Tudo aconteceu a 16 de dezembro de 2014; seis homens fortemente armados com espingardas Kalashnikov e explosivos entraram a meio da manhã na Escola Pública Militar de Peshawar, no nordeste do Paquistão, e foram de sala em sala, matando a tiro todos os ocupantes das mesmas, até serem eles próprios abatidos por forças governamentais, após mais de cinco horas de sequestro."Se educarmos as gerações mais novas a nossa sociedade será mais forte e menos vulnerável a ser radicalizada".

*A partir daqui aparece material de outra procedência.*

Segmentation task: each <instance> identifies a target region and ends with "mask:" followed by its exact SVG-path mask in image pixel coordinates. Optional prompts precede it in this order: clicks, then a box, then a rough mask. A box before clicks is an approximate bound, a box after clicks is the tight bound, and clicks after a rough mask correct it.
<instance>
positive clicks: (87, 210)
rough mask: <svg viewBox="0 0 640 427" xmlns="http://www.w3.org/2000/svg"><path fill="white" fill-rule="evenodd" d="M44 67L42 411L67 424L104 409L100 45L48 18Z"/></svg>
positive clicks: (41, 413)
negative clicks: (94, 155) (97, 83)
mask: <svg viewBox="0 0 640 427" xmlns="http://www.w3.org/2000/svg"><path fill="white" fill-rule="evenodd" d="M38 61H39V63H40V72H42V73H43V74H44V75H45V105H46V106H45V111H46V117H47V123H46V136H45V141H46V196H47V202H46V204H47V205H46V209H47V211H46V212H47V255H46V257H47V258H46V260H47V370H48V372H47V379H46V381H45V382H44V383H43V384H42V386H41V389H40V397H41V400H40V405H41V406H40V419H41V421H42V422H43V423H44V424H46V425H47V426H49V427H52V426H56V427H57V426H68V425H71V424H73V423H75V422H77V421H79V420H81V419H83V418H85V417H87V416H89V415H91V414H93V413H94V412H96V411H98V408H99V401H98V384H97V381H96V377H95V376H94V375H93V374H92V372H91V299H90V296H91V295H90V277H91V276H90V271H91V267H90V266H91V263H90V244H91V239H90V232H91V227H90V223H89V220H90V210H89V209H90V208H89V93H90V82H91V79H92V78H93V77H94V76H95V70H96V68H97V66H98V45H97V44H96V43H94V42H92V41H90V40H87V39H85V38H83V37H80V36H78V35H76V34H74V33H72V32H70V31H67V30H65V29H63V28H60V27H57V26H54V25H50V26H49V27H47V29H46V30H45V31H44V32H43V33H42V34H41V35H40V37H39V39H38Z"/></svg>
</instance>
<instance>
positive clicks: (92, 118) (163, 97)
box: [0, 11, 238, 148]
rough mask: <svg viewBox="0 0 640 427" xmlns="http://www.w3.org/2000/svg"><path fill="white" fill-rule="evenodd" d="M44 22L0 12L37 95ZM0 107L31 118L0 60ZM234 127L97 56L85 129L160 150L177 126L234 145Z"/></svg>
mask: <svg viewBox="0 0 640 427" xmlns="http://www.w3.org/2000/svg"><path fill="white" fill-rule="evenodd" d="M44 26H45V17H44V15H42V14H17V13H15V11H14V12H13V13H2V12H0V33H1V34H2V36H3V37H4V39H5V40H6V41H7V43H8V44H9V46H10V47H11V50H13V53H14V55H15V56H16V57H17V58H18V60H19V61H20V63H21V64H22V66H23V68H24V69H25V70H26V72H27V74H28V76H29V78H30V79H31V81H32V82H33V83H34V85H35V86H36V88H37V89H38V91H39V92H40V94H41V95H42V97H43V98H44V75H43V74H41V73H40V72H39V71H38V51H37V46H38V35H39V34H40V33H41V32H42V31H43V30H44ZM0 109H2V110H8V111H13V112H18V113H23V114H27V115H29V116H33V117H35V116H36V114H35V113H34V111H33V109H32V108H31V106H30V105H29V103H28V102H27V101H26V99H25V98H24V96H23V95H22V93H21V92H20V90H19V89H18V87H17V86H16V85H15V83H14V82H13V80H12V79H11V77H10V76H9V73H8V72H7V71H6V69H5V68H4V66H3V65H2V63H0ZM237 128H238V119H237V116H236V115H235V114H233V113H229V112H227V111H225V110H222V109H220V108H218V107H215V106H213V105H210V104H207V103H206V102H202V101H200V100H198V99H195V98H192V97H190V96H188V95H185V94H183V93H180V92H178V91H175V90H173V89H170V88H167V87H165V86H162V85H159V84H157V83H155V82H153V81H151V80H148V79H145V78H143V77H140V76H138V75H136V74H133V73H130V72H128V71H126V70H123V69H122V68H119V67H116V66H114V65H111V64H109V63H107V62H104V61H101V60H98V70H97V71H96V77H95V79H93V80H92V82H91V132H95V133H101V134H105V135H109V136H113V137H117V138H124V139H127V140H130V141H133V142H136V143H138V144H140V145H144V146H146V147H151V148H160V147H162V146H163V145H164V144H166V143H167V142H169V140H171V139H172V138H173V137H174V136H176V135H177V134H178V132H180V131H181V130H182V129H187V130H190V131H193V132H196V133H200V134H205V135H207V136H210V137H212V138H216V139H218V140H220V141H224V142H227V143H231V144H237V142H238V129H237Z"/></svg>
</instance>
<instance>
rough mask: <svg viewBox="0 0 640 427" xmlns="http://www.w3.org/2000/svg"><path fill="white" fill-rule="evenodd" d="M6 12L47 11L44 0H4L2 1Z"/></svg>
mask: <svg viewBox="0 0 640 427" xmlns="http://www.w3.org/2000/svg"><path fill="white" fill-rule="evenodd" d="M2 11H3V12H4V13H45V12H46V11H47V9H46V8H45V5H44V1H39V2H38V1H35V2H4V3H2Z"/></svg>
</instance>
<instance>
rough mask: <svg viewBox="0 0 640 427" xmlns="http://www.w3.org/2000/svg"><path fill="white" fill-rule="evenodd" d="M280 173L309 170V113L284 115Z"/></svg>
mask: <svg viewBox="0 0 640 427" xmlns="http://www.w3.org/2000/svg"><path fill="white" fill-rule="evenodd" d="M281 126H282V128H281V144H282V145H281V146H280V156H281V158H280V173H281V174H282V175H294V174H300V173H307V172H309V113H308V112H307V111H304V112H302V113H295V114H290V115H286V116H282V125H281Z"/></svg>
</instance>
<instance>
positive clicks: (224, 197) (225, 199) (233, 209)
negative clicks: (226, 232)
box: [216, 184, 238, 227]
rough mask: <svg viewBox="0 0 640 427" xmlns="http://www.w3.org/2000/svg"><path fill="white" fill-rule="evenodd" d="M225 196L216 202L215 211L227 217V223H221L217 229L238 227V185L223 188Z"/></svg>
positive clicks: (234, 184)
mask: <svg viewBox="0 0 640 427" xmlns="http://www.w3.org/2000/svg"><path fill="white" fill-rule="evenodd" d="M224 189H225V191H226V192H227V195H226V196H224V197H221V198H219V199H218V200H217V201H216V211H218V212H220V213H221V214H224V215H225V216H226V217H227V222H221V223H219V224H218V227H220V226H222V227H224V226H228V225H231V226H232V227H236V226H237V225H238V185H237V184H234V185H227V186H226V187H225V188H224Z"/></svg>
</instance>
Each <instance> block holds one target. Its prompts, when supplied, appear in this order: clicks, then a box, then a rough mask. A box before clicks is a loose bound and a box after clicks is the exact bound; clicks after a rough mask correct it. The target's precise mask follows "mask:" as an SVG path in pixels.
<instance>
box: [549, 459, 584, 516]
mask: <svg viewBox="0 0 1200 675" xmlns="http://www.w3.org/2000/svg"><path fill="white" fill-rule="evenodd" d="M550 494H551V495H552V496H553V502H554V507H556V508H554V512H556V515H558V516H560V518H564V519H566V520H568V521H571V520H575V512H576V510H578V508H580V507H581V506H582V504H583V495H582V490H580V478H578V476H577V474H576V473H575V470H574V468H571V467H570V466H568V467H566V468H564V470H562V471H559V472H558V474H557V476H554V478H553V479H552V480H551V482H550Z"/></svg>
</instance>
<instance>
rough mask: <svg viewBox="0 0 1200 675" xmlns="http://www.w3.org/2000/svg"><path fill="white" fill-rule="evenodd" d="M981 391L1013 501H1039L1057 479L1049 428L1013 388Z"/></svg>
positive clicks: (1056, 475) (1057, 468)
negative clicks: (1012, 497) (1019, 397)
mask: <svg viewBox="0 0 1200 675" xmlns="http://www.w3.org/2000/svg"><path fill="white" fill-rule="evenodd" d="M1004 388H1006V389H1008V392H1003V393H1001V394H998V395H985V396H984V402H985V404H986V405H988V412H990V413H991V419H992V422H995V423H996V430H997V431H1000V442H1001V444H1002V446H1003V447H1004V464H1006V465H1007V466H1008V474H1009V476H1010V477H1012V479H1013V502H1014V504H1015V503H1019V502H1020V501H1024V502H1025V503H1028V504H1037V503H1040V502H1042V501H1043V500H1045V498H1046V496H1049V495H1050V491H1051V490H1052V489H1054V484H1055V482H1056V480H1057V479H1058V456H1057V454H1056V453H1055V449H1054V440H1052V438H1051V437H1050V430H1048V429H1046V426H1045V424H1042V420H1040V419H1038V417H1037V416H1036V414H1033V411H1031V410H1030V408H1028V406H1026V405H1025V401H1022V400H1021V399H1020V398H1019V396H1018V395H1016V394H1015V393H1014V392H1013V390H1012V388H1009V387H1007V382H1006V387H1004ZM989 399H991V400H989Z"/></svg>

Ahmad, na altura com 14 anos, escapou por duas vezes, fingindo-se morto após ter sido atingido num braço. Primeiro no grande auditório da escola, onde assistia a uma formação em primeiros-socorros, e depois num balneário atrás do palco, onde se escondeu até pararem os tiros e explosões.

Atualmente radicado no Reino Unido, para onde fugiu com com os pais e um irmão mais novo e foi sujeito a mais de 11 cirurgias (que lhe salvaram o braço), Ahmad concluiu este ano os estudos de nivel secundário, com notas máximas em todas as disciplinas.

Aos 18 anos vai ser um dos oradores de cartaz das próximas Conferências de Estoril, agendadas para maio de 2019.

"Agir é a nossa responsabilidade. Já não é uma opção Se não o fizermos ninguém o fará. Vocês têm muita sorte. Vão à escola sem medo de violência. E as vossas vozes são ouvidas. Isso é um poder. Usem esse poder”.